The company’s profitability ratios improved. Return on average tangible stockholders’ equity was 13.8%, up from 9.6% in the prior-year quarter. Return on average assets of 0.98% inched up from 0.70% reported in the year-earlier quarter.

Dividend Update

Concurrent with the earnings release, People’s United’s board of directors hiked the quarterly common stock dividend to 17.50 cents per share, up 1.4% from the prior payout. The new dividend will be paid on May 15 to common shareholders of record as on May 1, 2018.

Our Viewpoint

People’s United reported an impressive quarter. Organic growth was experienced with rising loans and deposit balances. Though escalating non-interest expenses are expected to restrict bottom-line expansion in the upcoming quarters, the company is steadily growing through acquisitions, which is likely to continue in the near future, given its strong balance-sheet position.
 

Currently, People’s United carries a Zacks Rank #2 (Buy). You can see the complete list of today’s Zacks #1 Rank (Strong Buy) stocks here.

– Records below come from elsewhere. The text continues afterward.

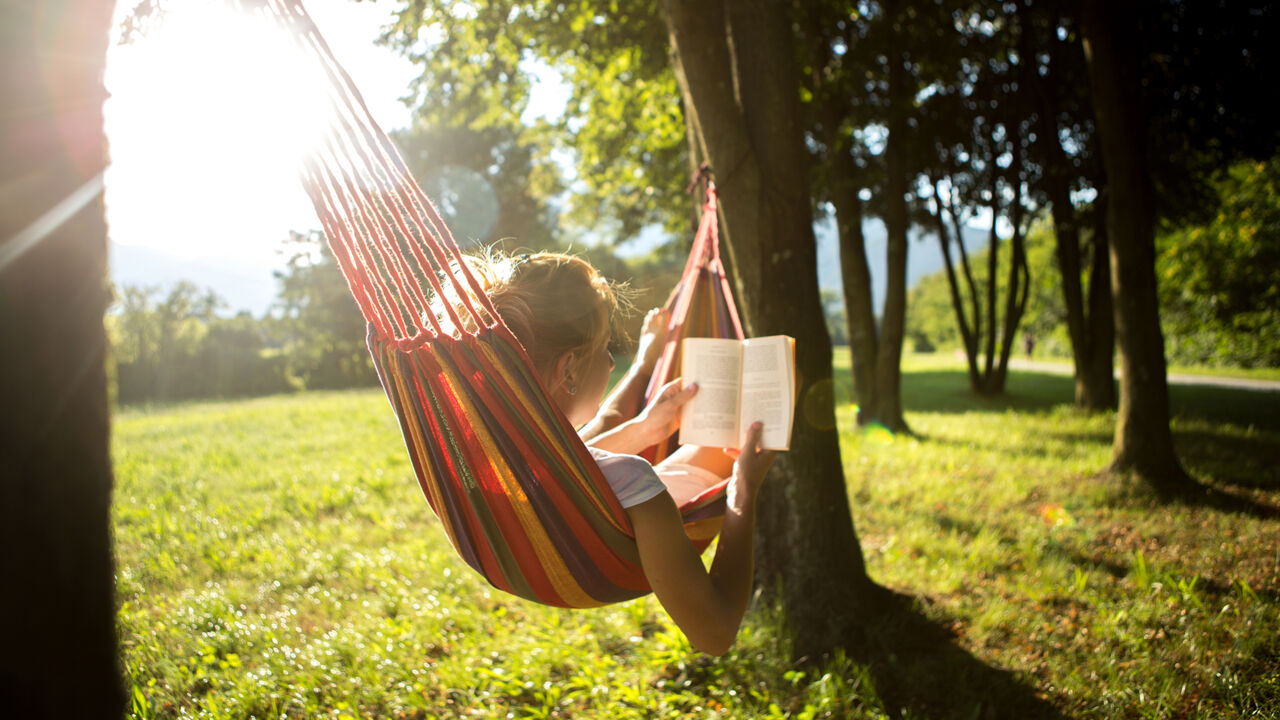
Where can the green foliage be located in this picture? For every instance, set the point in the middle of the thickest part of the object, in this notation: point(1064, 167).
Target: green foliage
point(1220, 290)
point(169, 346)
point(277, 559)
point(931, 322)
point(622, 131)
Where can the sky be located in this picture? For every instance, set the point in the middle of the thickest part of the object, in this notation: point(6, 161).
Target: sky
point(208, 119)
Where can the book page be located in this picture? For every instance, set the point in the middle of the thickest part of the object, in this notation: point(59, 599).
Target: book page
point(711, 417)
point(768, 390)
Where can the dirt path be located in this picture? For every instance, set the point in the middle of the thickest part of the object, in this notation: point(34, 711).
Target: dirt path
point(1174, 378)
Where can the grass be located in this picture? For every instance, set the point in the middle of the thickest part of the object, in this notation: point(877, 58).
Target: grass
point(275, 559)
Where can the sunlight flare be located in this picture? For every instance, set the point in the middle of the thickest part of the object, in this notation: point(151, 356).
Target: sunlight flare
point(210, 118)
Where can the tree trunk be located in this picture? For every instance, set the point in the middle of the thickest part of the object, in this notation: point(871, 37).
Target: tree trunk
point(1143, 442)
point(745, 108)
point(1098, 388)
point(888, 356)
point(855, 276)
point(1095, 386)
point(967, 336)
point(1018, 285)
point(56, 609)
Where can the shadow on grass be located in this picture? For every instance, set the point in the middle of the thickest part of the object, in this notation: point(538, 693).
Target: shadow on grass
point(947, 391)
point(920, 671)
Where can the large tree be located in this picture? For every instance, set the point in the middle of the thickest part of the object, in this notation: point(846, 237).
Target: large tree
point(56, 609)
point(1174, 89)
point(1143, 442)
point(634, 137)
point(736, 68)
point(1055, 74)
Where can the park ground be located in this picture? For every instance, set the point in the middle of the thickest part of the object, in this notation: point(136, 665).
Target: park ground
point(277, 559)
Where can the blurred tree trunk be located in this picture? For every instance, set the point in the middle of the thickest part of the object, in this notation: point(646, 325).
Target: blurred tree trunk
point(56, 609)
point(1143, 442)
point(735, 67)
point(887, 408)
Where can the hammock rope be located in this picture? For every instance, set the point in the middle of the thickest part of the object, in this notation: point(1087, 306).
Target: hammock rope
point(515, 488)
point(700, 305)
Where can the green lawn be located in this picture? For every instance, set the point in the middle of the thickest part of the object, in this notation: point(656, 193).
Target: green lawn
point(277, 559)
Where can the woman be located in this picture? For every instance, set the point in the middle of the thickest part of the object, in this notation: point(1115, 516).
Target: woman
point(565, 314)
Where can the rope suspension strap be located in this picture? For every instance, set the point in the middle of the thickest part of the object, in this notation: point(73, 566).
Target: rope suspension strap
point(700, 305)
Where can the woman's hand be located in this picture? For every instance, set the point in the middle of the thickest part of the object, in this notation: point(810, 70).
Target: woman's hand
point(750, 466)
point(662, 415)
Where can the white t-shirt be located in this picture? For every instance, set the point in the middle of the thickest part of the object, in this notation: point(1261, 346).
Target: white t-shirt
point(631, 477)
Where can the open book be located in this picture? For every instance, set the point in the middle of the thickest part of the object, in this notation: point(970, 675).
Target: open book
point(739, 382)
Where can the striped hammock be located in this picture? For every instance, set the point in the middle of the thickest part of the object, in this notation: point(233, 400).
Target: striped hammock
point(515, 488)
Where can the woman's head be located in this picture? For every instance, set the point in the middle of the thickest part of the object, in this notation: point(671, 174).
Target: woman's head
point(565, 313)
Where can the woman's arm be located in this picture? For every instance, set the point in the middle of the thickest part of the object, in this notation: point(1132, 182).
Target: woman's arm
point(627, 396)
point(708, 606)
point(650, 427)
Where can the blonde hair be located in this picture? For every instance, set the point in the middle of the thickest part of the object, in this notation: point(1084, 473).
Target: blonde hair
point(553, 304)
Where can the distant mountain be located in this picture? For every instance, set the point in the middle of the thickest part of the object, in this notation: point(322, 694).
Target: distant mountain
point(243, 287)
point(923, 256)
point(254, 287)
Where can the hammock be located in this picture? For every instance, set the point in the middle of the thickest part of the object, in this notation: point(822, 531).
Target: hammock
point(515, 488)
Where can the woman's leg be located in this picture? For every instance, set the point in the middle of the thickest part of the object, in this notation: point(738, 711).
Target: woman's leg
point(711, 459)
point(627, 397)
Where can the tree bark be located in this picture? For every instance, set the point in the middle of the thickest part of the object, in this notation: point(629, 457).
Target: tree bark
point(855, 276)
point(1091, 329)
point(1143, 442)
point(56, 611)
point(735, 67)
point(1098, 390)
point(888, 356)
point(967, 336)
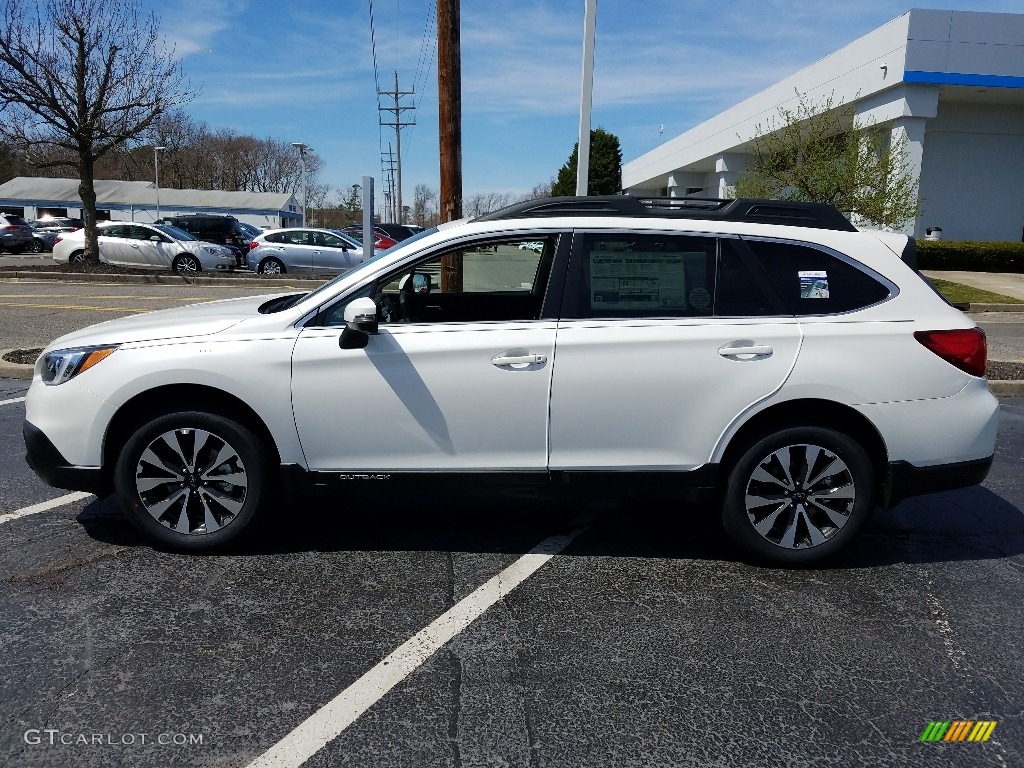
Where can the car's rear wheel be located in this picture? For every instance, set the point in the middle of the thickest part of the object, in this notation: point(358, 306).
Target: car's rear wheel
point(186, 264)
point(271, 266)
point(193, 480)
point(798, 496)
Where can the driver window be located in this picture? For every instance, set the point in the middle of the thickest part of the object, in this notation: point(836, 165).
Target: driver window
point(492, 282)
point(498, 281)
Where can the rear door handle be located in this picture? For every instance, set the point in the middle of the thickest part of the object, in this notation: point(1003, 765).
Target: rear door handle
point(517, 357)
point(728, 351)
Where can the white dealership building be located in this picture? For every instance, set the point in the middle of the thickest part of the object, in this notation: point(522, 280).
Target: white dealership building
point(950, 82)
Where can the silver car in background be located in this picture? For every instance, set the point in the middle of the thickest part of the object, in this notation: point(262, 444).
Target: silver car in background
point(302, 250)
point(147, 247)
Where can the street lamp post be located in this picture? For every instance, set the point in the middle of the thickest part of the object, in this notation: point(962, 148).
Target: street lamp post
point(156, 167)
point(302, 165)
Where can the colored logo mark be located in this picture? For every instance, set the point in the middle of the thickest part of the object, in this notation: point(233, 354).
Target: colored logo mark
point(958, 730)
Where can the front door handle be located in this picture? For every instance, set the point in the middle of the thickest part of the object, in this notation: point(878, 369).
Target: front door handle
point(517, 357)
point(748, 348)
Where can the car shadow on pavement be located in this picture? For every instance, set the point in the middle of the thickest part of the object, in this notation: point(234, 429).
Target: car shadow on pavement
point(968, 524)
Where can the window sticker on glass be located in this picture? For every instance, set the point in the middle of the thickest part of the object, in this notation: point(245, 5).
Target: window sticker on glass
point(637, 280)
point(813, 284)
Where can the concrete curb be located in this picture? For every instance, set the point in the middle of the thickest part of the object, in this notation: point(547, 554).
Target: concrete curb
point(995, 308)
point(272, 284)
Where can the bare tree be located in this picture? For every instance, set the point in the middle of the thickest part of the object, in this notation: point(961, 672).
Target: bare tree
point(480, 204)
point(425, 212)
point(83, 78)
point(821, 152)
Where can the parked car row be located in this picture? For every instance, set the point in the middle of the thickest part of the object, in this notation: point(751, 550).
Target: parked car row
point(293, 250)
point(147, 246)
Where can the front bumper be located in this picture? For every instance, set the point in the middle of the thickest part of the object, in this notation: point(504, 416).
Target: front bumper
point(47, 462)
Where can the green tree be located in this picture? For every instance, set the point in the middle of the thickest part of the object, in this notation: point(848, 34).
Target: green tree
point(81, 79)
point(605, 175)
point(822, 153)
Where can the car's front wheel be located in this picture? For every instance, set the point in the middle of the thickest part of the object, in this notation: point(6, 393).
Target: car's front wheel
point(193, 480)
point(798, 496)
point(186, 264)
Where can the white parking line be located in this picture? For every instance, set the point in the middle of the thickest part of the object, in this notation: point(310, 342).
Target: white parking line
point(328, 722)
point(43, 506)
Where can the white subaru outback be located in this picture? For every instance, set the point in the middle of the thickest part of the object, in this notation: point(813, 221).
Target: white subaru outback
point(763, 358)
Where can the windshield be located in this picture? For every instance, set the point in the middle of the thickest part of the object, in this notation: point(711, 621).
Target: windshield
point(174, 231)
point(370, 262)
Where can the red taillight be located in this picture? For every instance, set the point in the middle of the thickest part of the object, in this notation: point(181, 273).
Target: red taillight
point(966, 348)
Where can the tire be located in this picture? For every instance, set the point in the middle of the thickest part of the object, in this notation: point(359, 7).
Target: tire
point(271, 266)
point(223, 483)
point(799, 496)
point(185, 263)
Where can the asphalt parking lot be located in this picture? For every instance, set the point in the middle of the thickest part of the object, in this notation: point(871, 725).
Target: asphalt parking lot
point(499, 631)
point(645, 641)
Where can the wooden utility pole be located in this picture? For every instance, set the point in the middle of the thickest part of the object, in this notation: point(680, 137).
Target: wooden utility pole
point(450, 130)
point(450, 108)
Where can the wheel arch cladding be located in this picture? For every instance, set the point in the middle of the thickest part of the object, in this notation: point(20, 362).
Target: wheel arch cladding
point(810, 413)
point(174, 398)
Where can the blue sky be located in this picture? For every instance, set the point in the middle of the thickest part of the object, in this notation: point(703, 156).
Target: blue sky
point(303, 71)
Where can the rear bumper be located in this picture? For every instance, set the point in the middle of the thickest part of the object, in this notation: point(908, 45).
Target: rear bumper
point(904, 480)
point(47, 462)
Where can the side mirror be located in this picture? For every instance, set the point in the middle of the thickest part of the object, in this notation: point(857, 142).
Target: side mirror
point(360, 323)
point(421, 283)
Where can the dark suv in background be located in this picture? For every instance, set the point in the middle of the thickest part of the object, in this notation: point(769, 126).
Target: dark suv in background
point(213, 227)
point(15, 235)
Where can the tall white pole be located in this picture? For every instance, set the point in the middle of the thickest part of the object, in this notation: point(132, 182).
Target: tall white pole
point(302, 168)
point(156, 167)
point(586, 96)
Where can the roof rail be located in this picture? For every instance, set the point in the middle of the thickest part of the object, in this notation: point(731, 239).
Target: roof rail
point(814, 215)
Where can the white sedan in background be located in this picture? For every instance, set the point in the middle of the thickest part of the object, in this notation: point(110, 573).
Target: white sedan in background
point(303, 250)
point(146, 247)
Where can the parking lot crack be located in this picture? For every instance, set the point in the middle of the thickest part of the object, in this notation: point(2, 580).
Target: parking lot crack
point(455, 692)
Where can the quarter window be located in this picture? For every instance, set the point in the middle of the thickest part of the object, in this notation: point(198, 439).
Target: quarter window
point(812, 282)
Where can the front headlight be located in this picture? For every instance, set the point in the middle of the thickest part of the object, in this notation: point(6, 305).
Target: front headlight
point(64, 365)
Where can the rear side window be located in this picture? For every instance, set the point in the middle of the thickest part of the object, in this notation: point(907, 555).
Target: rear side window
point(647, 275)
point(812, 282)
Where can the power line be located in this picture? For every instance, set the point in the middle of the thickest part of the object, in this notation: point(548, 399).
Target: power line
point(398, 124)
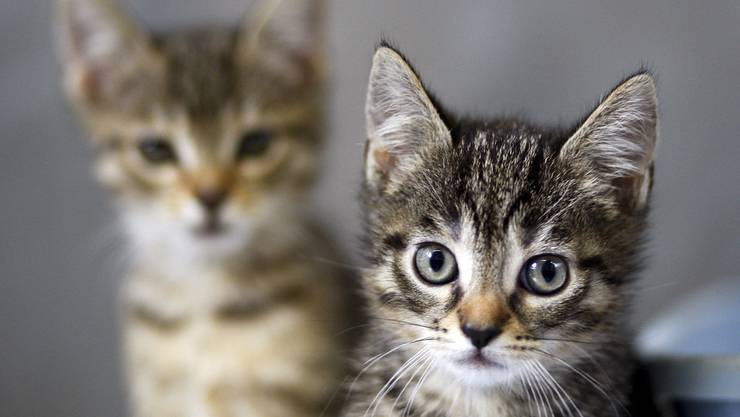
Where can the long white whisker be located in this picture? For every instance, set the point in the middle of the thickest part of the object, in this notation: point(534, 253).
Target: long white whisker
point(375, 359)
point(559, 401)
point(535, 394)
point(589, 379)
point(394, 379)
point(423, 378)
point(421, 364)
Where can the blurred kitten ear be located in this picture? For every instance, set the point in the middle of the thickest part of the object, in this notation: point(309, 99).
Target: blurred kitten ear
point(615, 146)
point(402, 122)
point(107, 60)
point(285, 36)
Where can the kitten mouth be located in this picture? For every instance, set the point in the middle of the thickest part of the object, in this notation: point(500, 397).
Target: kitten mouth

Performance of Other banks

Driven by top-line strength, Texas Capital Bancshares Inc. (TCBI - Free Report) reported a positive earnings surprise of around 0.7% in first-quarter 2018. Earnings per share of $1.38 outpaced the Zacks Consensus Estimate by a penny. Additionally, results compared favorably with 80 cents recorded in the prior-year quarter. Results were driven by rise in revenues. Organic growth was reflected, with significant rise in loans and deposit balances. However, elevated expenses and provisions remained the undermining factors.

M&T Bank (MTB - Free Report) reported net operating earnings of $2.26 per share in first-quarter 2018. The bottom line improved 5.1% year over year. In addition, top-line growth was recorded. Moreover, improved credit quality was a positive factor. Further, pressure on margin eased. However, decrease in loan and deposit balances was a headwind. Also, results were affected by higher expenses.

Comerica (CMA - Free Report) reported adjusted earnings per share of $1.54 in first-quarter 2018, up from the prior-year quarter adjusted figure of $1.02 on high interest income. Including certain non-recurring items, earnings came in at $1.59. The Zacks Consensus Estimate was $1.49. Higher revenues and improved credit metrics were recorded. Moreover, rise in loans was another tailwind. However, lower deposits and rise in expenses were undermining factors.